Piché likens the atmosphere he’s hoping to create to a “large kitchen,” a place where families gather. “In Quebec, we love our kitchens. That’s where everything happens: great food, great conversations, great friends are made. We’re creating the best kitchen around, in triathlon.”

 

It sounds, not surprisingly, like the way people describe the atmosphere at Bavaria’s Challenge Roth — at 40, one of Europe’s oldest triathlons and certainly its most legendary. Roth is where Germany’s Lothar Leder became the first person ever to break the eight-hour mark in a full-distance race in 1996, winning again in 2003 in a photo-finish against Australia’s Chris McCormack (who went on to win Roth four times); it is where Chrissie Wellington had some of her best performances — her 2011 record broken only last year, when Daniela Ryf pulverized the competition and set the fastest women’s long-distance record ever in a time of 8:08:21. Roth is where fans packed the stands for an impassioned good-bye to their hero Sebastien Kienle, the 2014 Ironman World Champion who raced Challenge Roth for a fifth and last time in 2023.

An Ironman race from 1988 until 2001, the Walchshöfer family then rechristened it Challenge Roth. The fact that racing there won’t get you a slot at Kona has never prevented triathletes from pulling out all stops to sign up. Participants line up to register for the next year’s race almost as soon as they cross the finish line, and when online registration for the remaining spots opens, it fills up in mere seconds.

Challenge Roth race director: “Hopefully Ironman can get back on its feet”

It’s that electric and congenial atmosphere that Piché sought to emulate in 2011, when he launched Ironman Mont-Tremblant, and it’s what helped entice him to bring the Challenge series back to North America. He’s thrilled to be able to offer all finishers at Challenge Cap Québec a chance to win one of 20 slots for Challenge Roth in July 2025. “If you’ve put your name in the hat, you get a shot at going to Roth…. And if you get picked — well, you’d better train!”

Piché is limiting this year’s long-distance event in Quebec City to 1,000 athletes, which makes the odds of a finisher winning a coveted Roth slot pretty decent. He’s not sure if that draw is the reason so many Europeans have registered for the inaugural Quebec City race, or if it’s the attraction of a family trip to the birthplace of French North America and competing at a UNESCO World Heritage site, or a whole host of factors.
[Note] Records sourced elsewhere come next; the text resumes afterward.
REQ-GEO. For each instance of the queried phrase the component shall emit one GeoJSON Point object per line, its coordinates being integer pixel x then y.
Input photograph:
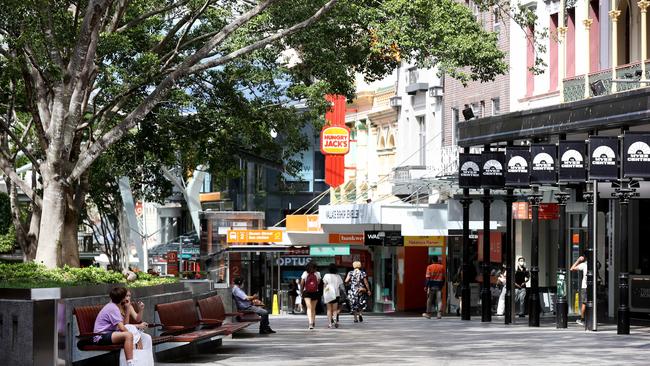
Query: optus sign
{"type": "Point", "coordinates": [335, 140]}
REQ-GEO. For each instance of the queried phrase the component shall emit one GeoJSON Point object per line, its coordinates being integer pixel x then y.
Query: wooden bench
{"type": "Point", "coordinates": [211, 310]}
{"type": "Point", "coordinates": [86, 316]}
{"type": "Point", "coordinates": [180, 320]}
{"type": "Point", "coordinates": [246, 316]}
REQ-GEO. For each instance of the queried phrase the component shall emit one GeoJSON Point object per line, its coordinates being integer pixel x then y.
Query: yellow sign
{"type": "Point", "coordinates": [303, 223]}
{"type": "Point", "coordinates": [254, 236]}
{"type": "Point", "coordinates": [335, 140]}
{"type": "Point", "coordinates": [424, 241]}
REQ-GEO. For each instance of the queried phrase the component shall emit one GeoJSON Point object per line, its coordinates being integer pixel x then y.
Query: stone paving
{"type": "Point", "coordinates": [412, 340]}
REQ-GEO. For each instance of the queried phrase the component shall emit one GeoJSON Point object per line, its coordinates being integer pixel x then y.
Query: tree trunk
{"type": "Point", "coordinates": [52, 222]}
{"type": "Point", "coordinates": [32, 235]}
Certainly, for Gianni Di Matteo, the chance to race at Roth next year cemented his decision to sign up for Challenge Cap Québec. “I actually know Challenge because I’m from Europe and I have a lot of friends who have done Challenge races,” he said. “I’ve seen the videos of Roth on YouTube; I’ve seen the organization. I follow the pros, of course. It looks amazing. If I can go to Roth, it would be such a privilege!”
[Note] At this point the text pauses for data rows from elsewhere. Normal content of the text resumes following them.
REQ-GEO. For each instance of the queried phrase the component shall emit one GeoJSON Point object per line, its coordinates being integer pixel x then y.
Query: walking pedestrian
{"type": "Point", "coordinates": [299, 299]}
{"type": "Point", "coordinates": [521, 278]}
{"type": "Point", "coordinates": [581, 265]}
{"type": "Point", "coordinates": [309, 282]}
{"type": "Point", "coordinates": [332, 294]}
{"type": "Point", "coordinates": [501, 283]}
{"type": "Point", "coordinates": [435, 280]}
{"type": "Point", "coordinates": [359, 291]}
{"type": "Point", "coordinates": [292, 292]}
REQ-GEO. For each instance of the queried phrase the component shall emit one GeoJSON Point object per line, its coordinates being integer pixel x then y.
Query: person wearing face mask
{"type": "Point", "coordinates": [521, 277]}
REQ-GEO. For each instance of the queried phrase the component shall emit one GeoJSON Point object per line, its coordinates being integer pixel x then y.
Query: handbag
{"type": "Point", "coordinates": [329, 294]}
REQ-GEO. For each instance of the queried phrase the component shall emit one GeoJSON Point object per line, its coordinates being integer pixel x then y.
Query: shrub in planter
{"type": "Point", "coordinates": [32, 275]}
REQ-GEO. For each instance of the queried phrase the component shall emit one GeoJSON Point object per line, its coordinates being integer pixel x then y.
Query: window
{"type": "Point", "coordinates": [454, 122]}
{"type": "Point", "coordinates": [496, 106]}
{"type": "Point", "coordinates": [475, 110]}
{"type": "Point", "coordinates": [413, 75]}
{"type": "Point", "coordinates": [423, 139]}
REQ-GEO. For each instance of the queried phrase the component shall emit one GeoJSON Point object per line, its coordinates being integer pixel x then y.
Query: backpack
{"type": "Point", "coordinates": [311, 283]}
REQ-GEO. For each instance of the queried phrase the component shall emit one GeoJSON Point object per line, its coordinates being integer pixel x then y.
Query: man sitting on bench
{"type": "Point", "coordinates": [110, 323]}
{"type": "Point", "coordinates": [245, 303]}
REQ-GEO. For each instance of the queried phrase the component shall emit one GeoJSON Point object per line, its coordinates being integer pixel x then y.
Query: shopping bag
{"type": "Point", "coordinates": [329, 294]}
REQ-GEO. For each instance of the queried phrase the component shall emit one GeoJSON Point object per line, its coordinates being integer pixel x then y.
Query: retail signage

Esprit Triathlon joins Challenge Family

And even if he doesn’t get lucky in the July 21 draw, Di Matteo is already contemplating registering for September’s Esprit Montréal — another flat, fast race that, with the retirement of the tireless Danny McCann, is now under the Challenge banner. Piché has a word of consolation for anyone who missed out on July’s sold-out race in Quebec City: there’s a lottery for another 10 Roth slots at Esprit, so race in Montreal on Sept. 8, and you will still have a shot.

Loreen Pindera is a freelance journalist based in Montreal.